Let's try another Unicode related encoding, UTF-16:
UTF-16 encoding:
Char, String, Writer, Charset, Encoder
0000, FE FF 00 00, FE FF 00 00, FE FF 00 00, FE FF 00 00
003F, FE FF 00 3F, FE FF 00 3F, FE FF 00 3F, FE FF 00 3F
0040, FE FF 00 40, FE FF 00 40, FE FF 00 40, FE FF 00 40
007F, FE FF 00 7F, FE FF 00 7F, FE FF 00 7F, FE FF 00 7F
0080, FE FF 00 80, FE FF 00 80, FE FF 00 80, FE FF 00 80
00BF, FE FF 00 BF, FE FF 00 BF, FE FF 00 BF, FE FF 00 BF
00C0, FE FF 00 C0, FE FF 00 C0, FE FF 00 C0, FE FF 00 C0
00FF, FE FF 00 FF, FE FF 00 FF, FE FF 00 FF, FE FF 00 FF
0100, FE FF 01 00, FE FF 01 00, FE FF 01 00, FE FF 01 00
3FFF, FE FF 3F FF, FE FF 3F FF, FE FF 3F FF, FE FF 3F FF
4000, FE FF 40 00, FE FF 40 00, FE FF 40 00, FE FF 40 00
7FFF, FE FF 7F FF, FE FF 7F FF, FE FF 7F FF, FE FF 7F FF
8000, FE FF 80 00, FE FF 80 00, FE FF 80 00, FE FF 80 00
BFFF, FE FF BF FF, FE FF BF FF, FE FF BF FF, FE FF BF FF
C000, FE FF C0 00, FE FF C0 00, FE FF C0 00, FE FF C0 00
EFFF, FE FF EF FF, FE FF EF FF, FE FF EF FF, FE FF EF FF
F000, FE FF F0 00, FE FF F0 00, FE FF F0 00, FE FF F0 00
FFFF, FE FF FF FF, FE FF FF FF, FE FF FF FF, FE FF FF FF
This is a surprise to me. Why UTF-16 generates 32-bit sequences? Why not call it UTF32?

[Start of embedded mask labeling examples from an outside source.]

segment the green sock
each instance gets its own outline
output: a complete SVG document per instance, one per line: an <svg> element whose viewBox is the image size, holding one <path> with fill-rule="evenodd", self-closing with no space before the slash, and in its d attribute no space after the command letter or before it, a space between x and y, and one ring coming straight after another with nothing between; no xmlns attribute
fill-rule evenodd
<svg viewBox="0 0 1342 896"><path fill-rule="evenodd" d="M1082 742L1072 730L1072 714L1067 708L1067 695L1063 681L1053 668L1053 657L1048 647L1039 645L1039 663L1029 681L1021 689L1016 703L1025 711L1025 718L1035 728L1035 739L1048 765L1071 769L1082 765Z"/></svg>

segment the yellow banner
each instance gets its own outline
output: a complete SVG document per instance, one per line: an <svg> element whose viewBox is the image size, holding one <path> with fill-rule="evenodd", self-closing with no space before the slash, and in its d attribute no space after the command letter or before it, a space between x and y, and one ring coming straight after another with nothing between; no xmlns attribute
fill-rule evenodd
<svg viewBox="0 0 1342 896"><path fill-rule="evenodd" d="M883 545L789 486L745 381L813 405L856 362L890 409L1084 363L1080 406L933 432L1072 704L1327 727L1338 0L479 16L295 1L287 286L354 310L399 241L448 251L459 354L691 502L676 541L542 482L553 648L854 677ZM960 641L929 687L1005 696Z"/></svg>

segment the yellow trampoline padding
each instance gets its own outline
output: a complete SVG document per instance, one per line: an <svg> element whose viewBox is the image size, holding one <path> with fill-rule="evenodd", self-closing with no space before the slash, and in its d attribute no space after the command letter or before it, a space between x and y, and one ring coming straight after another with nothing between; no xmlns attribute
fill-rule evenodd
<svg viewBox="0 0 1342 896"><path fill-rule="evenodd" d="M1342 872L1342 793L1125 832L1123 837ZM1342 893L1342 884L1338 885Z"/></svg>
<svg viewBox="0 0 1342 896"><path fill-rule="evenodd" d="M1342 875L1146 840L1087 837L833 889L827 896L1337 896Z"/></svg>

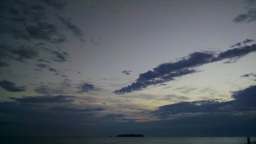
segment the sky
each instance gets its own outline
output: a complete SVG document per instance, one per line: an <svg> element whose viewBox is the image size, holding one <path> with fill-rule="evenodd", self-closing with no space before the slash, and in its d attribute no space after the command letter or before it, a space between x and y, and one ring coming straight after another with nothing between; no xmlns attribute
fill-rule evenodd
<svg viewBox="0 0 256 144"><path fill-rule="evenodd" d="M0 136L256 135L255 1L1 1Z"/></svg>

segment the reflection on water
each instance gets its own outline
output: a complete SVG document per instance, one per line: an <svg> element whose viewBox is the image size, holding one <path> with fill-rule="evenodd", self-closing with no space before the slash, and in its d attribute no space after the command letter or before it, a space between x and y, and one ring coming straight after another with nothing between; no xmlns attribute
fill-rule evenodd
<svg viewBox="0 0 256 144"><path fill-rule="evenodd" d="M1 143L198 143L243 144L246 137L1 137ZM256 137L251 137L251 141ZM1 142L2 141L2 142Z"/></svg>

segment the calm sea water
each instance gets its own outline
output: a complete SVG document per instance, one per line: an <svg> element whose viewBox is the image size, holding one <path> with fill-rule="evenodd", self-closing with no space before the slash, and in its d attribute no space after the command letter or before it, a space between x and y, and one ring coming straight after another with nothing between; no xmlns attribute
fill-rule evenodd
<svg viewBox="0 0 256 144"><path fill-rule="evenodd" d="M1 137L1 143L197 143L245 144L246 137ZM250 137L251 142L256 137Z"/></svg>

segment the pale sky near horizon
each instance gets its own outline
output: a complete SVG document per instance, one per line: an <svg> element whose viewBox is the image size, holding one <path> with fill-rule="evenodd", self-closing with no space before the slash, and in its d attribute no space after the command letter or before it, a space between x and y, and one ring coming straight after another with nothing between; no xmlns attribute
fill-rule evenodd
<svg viewBox="0 0 256 144"><path fill-rule="evenodd" d="M38 111L62 111L68 114L63 115L79 117L77 122L75 118L67 120L77 122L76 129L82 124L93 129L94 125L108 123L180 117L187 112L169 110L170 117L166 117L157 110L183 102L216 100L223 104L236 101L234 92L256 82L255 4L253 1L2 1L0 107L11 107L8 104L26 111L38 104ZM195 65L168 70L169 73L162 75L160 70L153 70L165 63L181 65L178 62L182 58L189 59L189 54L196 52L214 54L218 58L220 53L246 49L246 45L251 51L230 53L230 57L219 59L210 57L202 63L197 59L202 56L195 56L187 61ZM196 71L183 75L181 69ZM151 70L157 76L141 76ZM170 74L177 76L168 79L165 77ZM150 80L139 80L141 77ZM146 83L162 79L164 82ZM129 91L129 85L141 82L143 87L132 86ZM255 105L250 110L255 117ZM38 111L28 115L33 117ZM83 112L89 116L83 117ZM0 123L9 122L9 114L15 112L0 110L0 116L5 117ZM19 116L29 116L24 115ZM103 118L110 119L105 122ZM38 121L49 126L48 121Z"/></svg>

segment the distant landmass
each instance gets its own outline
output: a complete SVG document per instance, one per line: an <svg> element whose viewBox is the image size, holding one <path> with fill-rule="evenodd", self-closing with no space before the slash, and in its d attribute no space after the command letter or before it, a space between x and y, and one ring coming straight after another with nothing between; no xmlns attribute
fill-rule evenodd
<svg viewBox="0 0 256 144"><path fill-rule="evenodd" d="M144 135L141 134L120 134L116 136L116 137L143 137Z"/></svg>

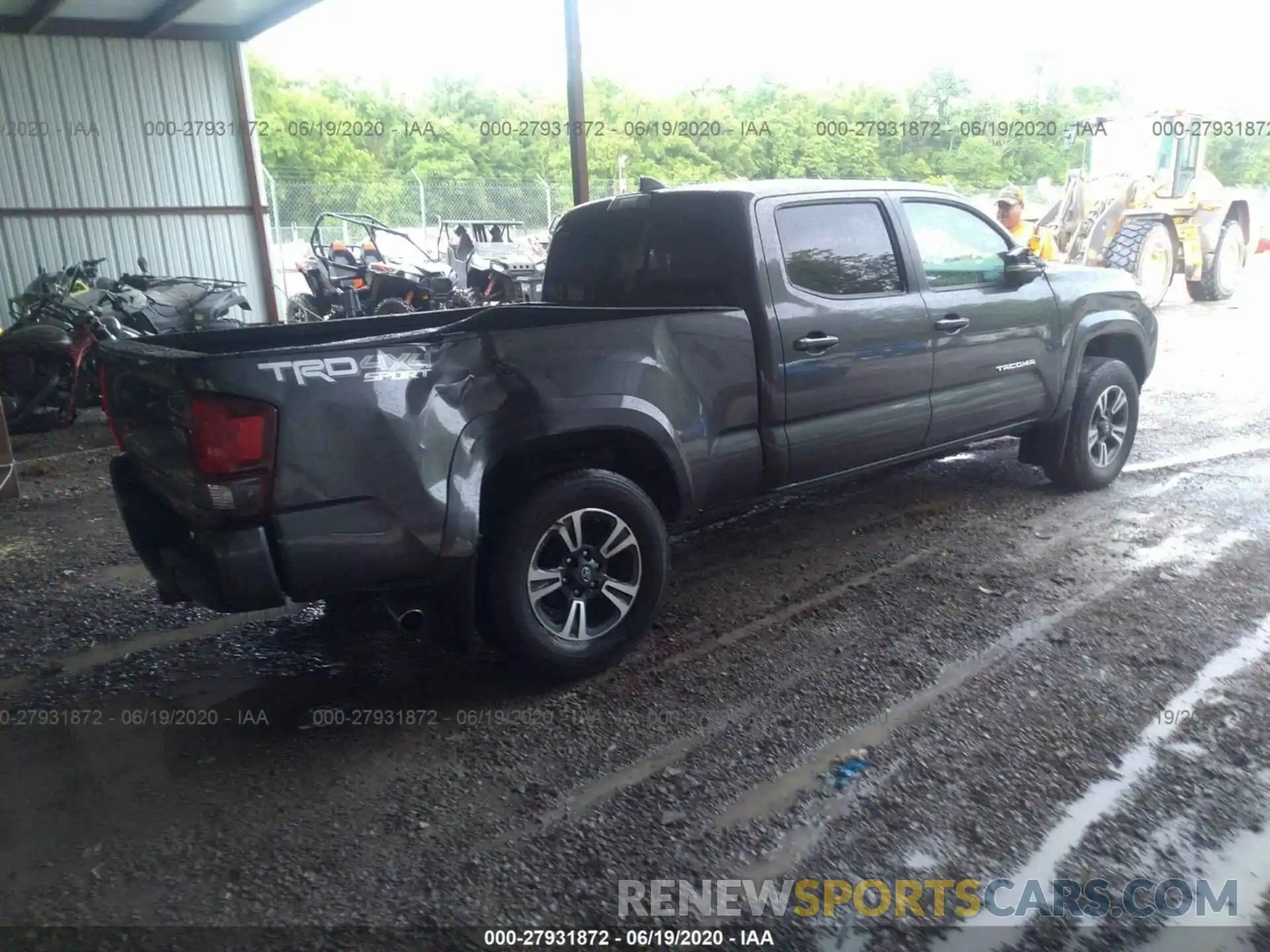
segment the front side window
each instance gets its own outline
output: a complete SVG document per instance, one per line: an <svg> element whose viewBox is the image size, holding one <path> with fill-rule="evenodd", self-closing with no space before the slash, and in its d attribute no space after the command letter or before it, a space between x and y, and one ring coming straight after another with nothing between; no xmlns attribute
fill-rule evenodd
<svg viewBox="0 0 1270 952"><path fill-rule="evenodd" d="M932 288L994 284L1006 277L1010 245L979 216L942 202L906 199L904 213Z"/></svg>
<svg viewBox="0 0 1270 952"><path fill-rule="evenodd" d="M795 287L833 297L903 289L895 245L876 202L780 208L776 232Z"/></svg>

I found the answer later: 0xFEFF is a BOM (Byte Order Mark) indicates that the following byte sequence is
in Big Endian format. In other word, JDK uses the Big-Endian with BOM format for UTF-16 encoding by default.